The building is expected to open in late October or early November, close to the beginning of the 2018 Mexico avocado deal, said Dana Thomas, the company’s president and CEO.

“The Mexican avocado business is a really important part of what we do,” Thomas said.

Index Fresh has had a presence in South Texas since 2005, having contracted space at the Crosspoint Cold Storage Inc. facility in Pharr — comparable to other lease arrangements Index Fresh has in Pennsylvania, Ohio, Illinois, Iowa and Colorado, Thomas said.

“They’ve been great partners,” Thomas said of Crosspoint.

It will be Index Fresh’s second company-owned ripening center. The other is in California.

“We have packing-ripening-repacking-bagging for everything off the West Coast and other ripening done with other partnership agreements to avoid the costs of bricks and mortar,” Thomas said.

With Pharr, investing in a company facility made more sense than continuing to lease space, Thomas said.
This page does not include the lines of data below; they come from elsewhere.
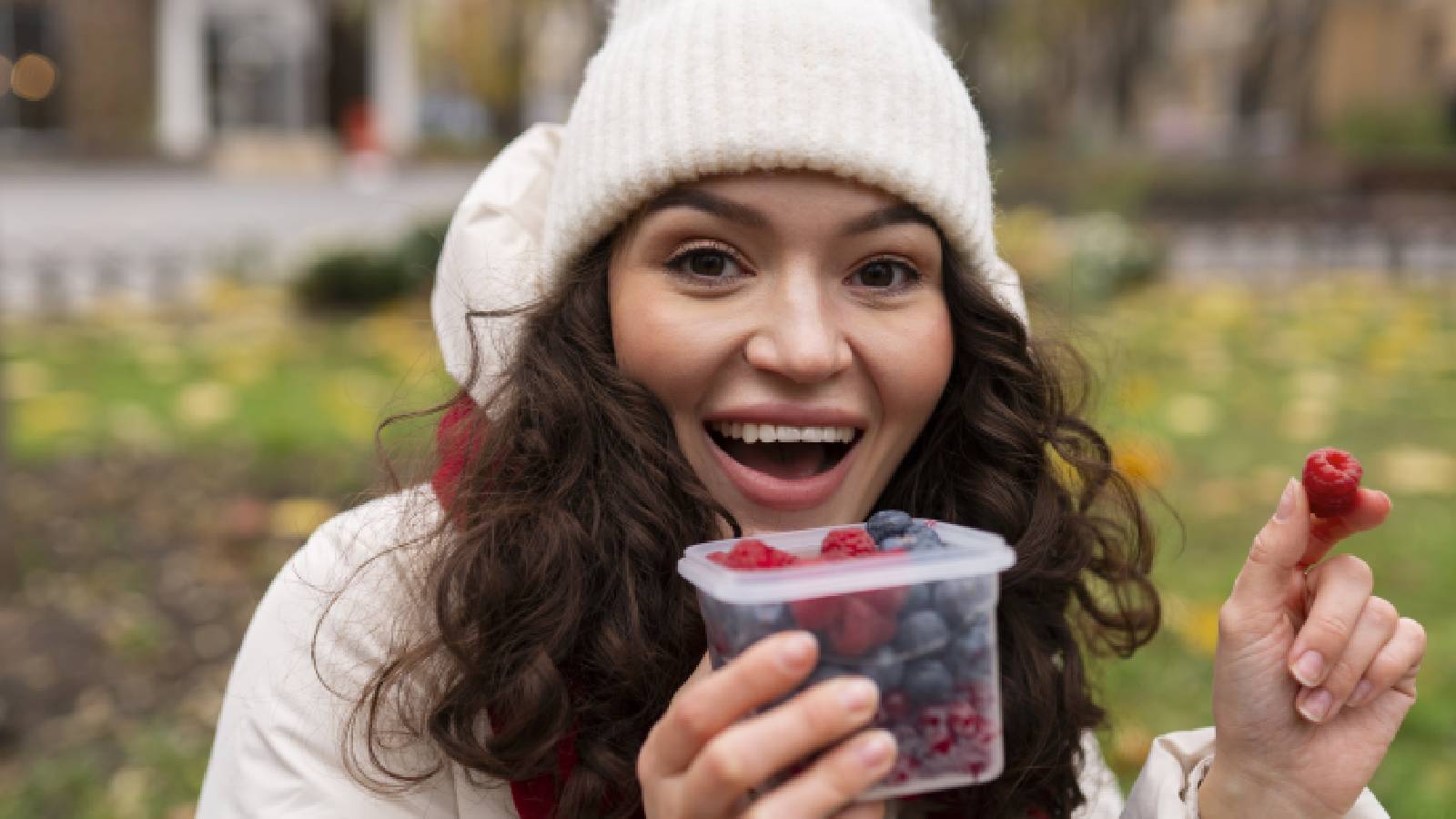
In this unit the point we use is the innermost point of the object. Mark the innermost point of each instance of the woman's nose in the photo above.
(798, 336)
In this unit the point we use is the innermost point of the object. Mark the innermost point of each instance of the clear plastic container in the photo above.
(921, 624)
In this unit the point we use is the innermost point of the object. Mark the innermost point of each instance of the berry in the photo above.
(1331, 480)
(922, 632)
(893, 707)
(885, 666)
(848, 542)
(935, 724)
(859, 629)
(887, 523)
(961, 598)
(966, 720)
(928, 682)
(970, 653)
(916, 538)
(750, 552)
(917, 598)
(753, 622)
(885, 601)
(815, 614)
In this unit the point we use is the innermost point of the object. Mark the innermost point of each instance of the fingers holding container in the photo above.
(706, 753)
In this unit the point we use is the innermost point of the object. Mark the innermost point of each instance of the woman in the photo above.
(779, 213)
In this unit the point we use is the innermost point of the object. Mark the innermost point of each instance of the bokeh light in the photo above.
(33, 77)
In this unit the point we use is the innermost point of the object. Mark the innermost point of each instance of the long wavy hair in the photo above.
(551, 605)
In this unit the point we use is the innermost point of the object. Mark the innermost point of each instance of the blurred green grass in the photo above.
(1210, 395)
(1215, 395)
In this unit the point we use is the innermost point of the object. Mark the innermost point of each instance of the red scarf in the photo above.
(536, 797)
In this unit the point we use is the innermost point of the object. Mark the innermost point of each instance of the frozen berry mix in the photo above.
(929, 644)
(1331, 481)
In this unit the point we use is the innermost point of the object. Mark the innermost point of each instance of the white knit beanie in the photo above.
(684, 89)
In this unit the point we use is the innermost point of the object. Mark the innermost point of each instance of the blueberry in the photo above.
(970, 653)
(752, 622)
(917, 598)
(961, 598)
(885, 666)
(887, 523)
(928, 681)
(921, 632)
(922, 537)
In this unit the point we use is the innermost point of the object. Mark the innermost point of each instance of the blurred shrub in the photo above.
(354, 280)
(1392, 128)
(1077, 261)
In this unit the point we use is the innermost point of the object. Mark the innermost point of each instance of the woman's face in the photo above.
(795, 329)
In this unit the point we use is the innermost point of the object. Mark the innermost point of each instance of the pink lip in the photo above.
(784, 494)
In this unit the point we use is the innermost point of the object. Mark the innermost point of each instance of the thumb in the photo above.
(1278, 550)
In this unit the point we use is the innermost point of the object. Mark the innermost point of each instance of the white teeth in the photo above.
(772, 433)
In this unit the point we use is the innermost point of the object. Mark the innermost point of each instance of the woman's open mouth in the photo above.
(784, 467)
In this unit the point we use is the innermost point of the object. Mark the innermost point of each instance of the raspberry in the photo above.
(753, 554)
(1331, 480)
(848, 542)
(859, 629)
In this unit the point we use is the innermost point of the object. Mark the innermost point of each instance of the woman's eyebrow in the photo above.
(750, 216)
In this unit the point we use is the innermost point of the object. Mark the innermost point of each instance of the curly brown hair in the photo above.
(555, 611)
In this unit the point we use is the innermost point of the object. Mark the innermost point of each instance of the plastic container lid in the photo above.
(968, 552)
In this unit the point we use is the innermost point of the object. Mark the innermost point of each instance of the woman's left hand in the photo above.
(1312, 676)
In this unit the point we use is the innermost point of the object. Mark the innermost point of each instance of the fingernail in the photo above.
(797, 652)
(856, 695)
(1315, 705)
(875, 749)
(1309, 668)
(1286, 503)
(1360, 693)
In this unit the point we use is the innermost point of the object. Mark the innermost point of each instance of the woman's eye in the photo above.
(705, 263)
(885, 274)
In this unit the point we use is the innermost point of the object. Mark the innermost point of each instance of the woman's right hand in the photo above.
(703, 755)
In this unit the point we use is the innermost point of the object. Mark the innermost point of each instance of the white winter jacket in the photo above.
(278, 745)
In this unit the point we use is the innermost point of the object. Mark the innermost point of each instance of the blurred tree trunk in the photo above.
(1278, 66)
(1075, 65)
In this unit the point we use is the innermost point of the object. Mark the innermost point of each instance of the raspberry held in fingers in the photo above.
(1331, 481)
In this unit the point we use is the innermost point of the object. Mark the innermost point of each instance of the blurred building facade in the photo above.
(230, 79)
(1251, 76)
(188, 77)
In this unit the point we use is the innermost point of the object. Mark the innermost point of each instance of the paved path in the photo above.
(58, 227)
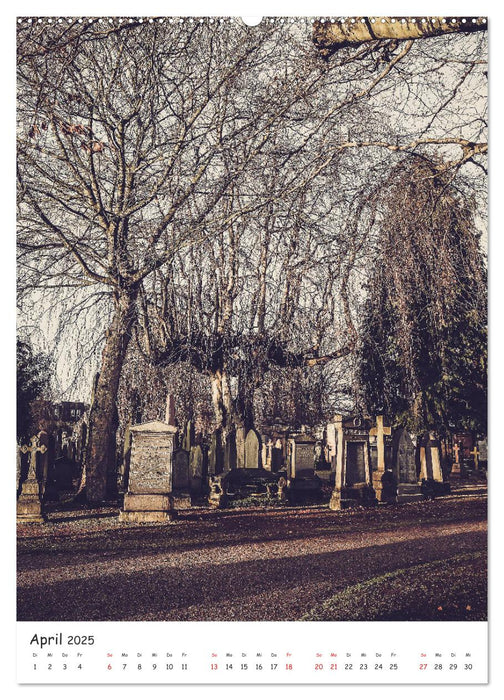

“In this case, it’s a worthwhile investment because of the sheer volume we’ll bring through it,” he said. “We did an extensive analysis. Since we’ll have most of our Mexican volume coming through this facility, the critical mass brings the cost down to a really attractive level.”

Index Fresh ships a range of 60-120 truckloads of avocados from Mexico to the U.S. each week. The company also sells avocados from California, Peru and Chile.

Index Fresh also ships Mexican avocados into the U.S. through Nogales, Ariz., but that fruit is ripened in California, Thomas said.

Fort Wayne, Indiana-based cold-storage builder Tippmann Innovation is building the Pharr facility.

“We’ve been growing every year in Mexico, and this facility looks toward the future and allows us to grow into the future, as well,” Thomas said.

The company purchased eight acres in the Pharr Produce Park to allow for future expansion Thomas said.

Thomas declined to disclose the cost of the expansion, which includes space for 10 ripening rooms and bagging and repacking operations.

The building was designed to accommodate future expansion readily, without slowing production, Tippmann said in a news release.

Thomas said a site in Pharr was selected for two reasons.

“First, we worked there for 12 years and it’s really worked well for us,” he said. “The Pharr Bridge carries a lot of produce. The city and people that manage the bridge are real interested in making produce work smoothly across that bridge, and we appreciate that.”

Secondly, Index Fresh’s customers preferred Pharr as a location.

“When we started this project, we looked at several areas, including places like Dallas or Houston, and did an analysis of traffic flow and cost and asked customers where they wanted to pick up their fruit; Pharr came in as an overwhelming favorite,” Thomas said.

The building is going up “at the foot” of the Pharr Bridge, “so it’s convenient for trucks coming across,” Thomas said.

Customers will be able to pick up product at the facility f.o.b. or have Index Fresh deliver it, Thomas said.